An A100 GPU would have been ~10x faster — full project in 3–4 hours instead of 37. But the bottleneck was never waiting for training to finish. It was analyzing evaluation results, understanding why the model confused escalation with replacement, and rewriting training data. The Mac mini fit naturally into a iteration cycle: start training, analyze the previous run’s results, write better data for the next one.
What We Learned
Seven things we’d tell ourselves at the start:
1
Training data quality is the main lever that moves.
From v5 to v8, hyperparameters were frozen. Every accuracy gain came from rewriting training text.
2
Don’t use negation in training data — or anywhere a model reads.
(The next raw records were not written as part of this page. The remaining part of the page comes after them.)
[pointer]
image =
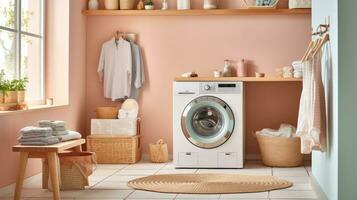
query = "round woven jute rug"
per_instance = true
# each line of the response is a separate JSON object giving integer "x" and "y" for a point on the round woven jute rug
{"x": 208, "y": 183}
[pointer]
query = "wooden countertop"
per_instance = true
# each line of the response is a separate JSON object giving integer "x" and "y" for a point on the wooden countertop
{"x": 237, "y": 79}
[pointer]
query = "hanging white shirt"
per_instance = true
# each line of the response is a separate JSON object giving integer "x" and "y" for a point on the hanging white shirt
{"x": 115, "y": 66}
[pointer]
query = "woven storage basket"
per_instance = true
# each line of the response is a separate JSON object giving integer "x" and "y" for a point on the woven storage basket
{"x": 280, "y": 152}
{"x": 127, "y": 4}
{"x": 112, "y": 149}
{"x": 159, "y": 152}
{"x": 71, "y": 177}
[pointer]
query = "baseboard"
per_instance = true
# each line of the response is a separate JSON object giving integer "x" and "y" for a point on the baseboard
{"x": 11, "y": 188}
{"x": 317, "y": 188}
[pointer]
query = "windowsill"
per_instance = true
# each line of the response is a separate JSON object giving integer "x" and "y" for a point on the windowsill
{"x": 31, "y": 109}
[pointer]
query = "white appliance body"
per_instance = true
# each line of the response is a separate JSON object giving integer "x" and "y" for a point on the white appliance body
{"x": 208, "y": 124}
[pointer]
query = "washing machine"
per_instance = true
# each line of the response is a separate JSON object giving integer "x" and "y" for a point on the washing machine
{"x": 208, "y": 124}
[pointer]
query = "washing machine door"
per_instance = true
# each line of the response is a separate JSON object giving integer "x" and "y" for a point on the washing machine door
{"x": 207, "y": 122}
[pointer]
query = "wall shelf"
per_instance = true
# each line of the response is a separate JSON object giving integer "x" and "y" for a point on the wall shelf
{"x": 235, "y": 79}
{"x": 196, "y": 12}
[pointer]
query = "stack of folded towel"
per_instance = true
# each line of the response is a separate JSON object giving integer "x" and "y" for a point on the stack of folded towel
{"x": 58, "y": 127}
{"x": 48, "y": 132}
{"x": 297, "y": 65}
{"x": 37, "y": 136}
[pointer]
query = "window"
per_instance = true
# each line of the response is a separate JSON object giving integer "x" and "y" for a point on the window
{"x": 22, "y": 44}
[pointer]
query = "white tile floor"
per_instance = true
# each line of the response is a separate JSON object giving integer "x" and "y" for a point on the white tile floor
{"x": 109, "y": 182}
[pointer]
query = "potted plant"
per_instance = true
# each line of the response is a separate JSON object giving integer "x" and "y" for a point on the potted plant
{"x": 149, "y": 5}
{"x": 9, "y": 91}
{"x": 20, "y": 87}
{"x": 2, "y": 86}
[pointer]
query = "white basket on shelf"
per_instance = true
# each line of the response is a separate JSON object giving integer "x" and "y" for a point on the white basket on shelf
{"x": 299, "y": 4}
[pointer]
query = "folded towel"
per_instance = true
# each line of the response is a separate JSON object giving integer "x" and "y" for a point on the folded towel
{"x": 40, "y": 140}
{"x": 31, "y": 129}
{"x": 72, "y": 135}
{"x": 36, "y": 135}
{"x": 40, "y": 143}
{"x": 51, "y": 123}
{"x": 123, "y": 114}
{"x": 60, "y": 133}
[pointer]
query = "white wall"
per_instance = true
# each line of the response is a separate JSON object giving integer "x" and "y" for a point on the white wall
{"x": 325, "y": 165}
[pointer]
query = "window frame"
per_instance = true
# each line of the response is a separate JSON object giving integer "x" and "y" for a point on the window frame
{"x": 17, "y": 30}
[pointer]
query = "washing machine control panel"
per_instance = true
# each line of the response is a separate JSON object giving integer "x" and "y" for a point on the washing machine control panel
{"x": 219, "y": 88}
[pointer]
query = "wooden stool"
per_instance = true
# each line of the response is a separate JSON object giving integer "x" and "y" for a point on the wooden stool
{"x": 51, "y": 153}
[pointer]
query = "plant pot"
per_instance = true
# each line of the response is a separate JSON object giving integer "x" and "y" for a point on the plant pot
{"x": 1, "y": 97}
{"x": 10, "y": 97}
{"x": 149, "y": 7}
{"x": 111, "y": 4}
{"x": 127, "y": 4}
{"x": 20, "y": 96}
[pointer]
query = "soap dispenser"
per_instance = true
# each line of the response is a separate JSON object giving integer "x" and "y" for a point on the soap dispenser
{"x": 227, "y": 69}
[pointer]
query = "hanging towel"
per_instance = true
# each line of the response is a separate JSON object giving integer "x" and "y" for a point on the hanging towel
{"x": 312, "y": 112}
{"x": 138, "y": 77}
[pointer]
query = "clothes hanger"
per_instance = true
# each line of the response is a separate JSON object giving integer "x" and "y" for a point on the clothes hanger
{"x": 307, "y": 50}
{"x": 325, "y": 38}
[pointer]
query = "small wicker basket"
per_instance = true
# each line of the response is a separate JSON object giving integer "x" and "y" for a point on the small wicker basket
{"x": 159, "y": 152}
{"x": 279, "y": 151}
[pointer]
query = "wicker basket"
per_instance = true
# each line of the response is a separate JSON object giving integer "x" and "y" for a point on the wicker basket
{"x": 280, "y": 152}
{"x": 127, "y": 4}
{"x": 71, "y": 176}
{"x": 107, "y": 113}
{"x": 159, "y": 152}
{"x": 111, "y": 149}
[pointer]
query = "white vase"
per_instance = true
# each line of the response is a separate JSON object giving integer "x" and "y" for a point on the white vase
{"x": 93, "y": 4}
{"x": 111, "y": 4}
{"x": 149, "y": 7}
{"x": 210, "y": 4}
{"x": 183, "y": 4}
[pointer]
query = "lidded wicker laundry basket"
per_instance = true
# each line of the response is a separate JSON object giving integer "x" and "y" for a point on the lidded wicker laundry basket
{"x": 280, "y": 151}
{"x": 116, "y": 149}
{"x": 75, "y": 167}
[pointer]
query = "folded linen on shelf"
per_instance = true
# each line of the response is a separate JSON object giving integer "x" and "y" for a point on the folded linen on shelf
{"x": 36, "y": 135}
{"x": 60, "y": 133}
{"x": 72, "y": 135}
{"x": 40, "y": 140}
{"x": 30, "y": 130}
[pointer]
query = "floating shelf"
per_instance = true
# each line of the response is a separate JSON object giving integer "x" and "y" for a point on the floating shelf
{"x": 235, "y": 79}
{"x": 197, "y": 12}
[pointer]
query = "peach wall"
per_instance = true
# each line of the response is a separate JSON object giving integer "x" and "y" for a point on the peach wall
{"x": 74, "y": 114}
{"x": 173, "y": 45}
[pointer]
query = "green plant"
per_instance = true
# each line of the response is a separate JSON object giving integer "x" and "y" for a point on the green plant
{"x": 148, "y": 3}
{"x": 20, "y": 84}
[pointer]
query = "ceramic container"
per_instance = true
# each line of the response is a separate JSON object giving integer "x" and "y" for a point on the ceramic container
{"x": 242, "y": 69}
{"x": 127, "y": 4}
{"x": 217, "y": 74}
{"x": 165, "y": 5}
{"x": 10, "y": 97}
{"x": 183, "y": 4}
{"x": 20, "y": 96}
{"x": 149, "y": 7}
{"x": 111, "y": 4}
{"x": 210, "y": 4}
{"x": 93, "y": 4}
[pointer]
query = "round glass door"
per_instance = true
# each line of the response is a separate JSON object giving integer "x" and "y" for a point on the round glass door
{"x": 207, "y": 122}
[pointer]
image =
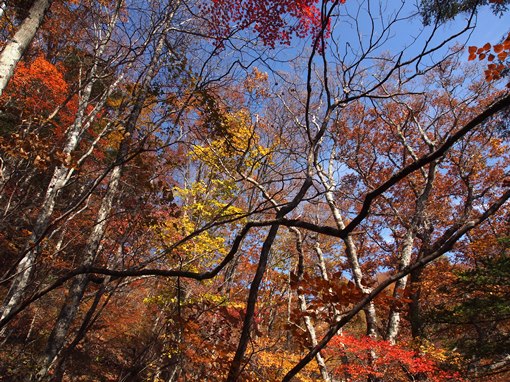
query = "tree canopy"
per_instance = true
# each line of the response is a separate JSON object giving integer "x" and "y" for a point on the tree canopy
{"x": 248, "y": 190}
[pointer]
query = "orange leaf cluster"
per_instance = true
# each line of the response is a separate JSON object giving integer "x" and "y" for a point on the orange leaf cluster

The Pink Elephant Effect: saying “not X” makes the model think about X. Describe what things are. Avoid describing what they aren’t. This applies to fine-tuning, system prompts, and RAG alike.
3
Chain-of-thought transforms fine-tuning, not just prompting.
Externalizing reasoning in training data (+29% accuracy) was a bigger lever than any hyperparameter change. The model doesn’t just learn to mimic the output — it learns the reasoning path.
4
SLMs are production-viable for structured, domain-specific tasks.
A 3.8B model on a phone makes medical equipment decisions at 89% accuracy with 98% fact grounding. You don’t need a 100B+ model for everything.
5
Budget time for mobile integration — the ecosystem is immature.
Four out of four Swift llama.cpp wrappers failed. Plan to write your own integration layer. This will change as the ecosystem matures, but as of early 2026, it’s still build-your-own territory.
6
Validate model exports with your eval pipeline, never by eye.
Silent format conversion failures produce models that load, run, and output confident garbage. The only reliable test is your evaluation suite.
7
You don’t need a GPU cluster.
Two weeks on a Mac mini, €0.55 in electricity, 89% accuracy. The bottleneck is thinking about your data, not waiting for compute.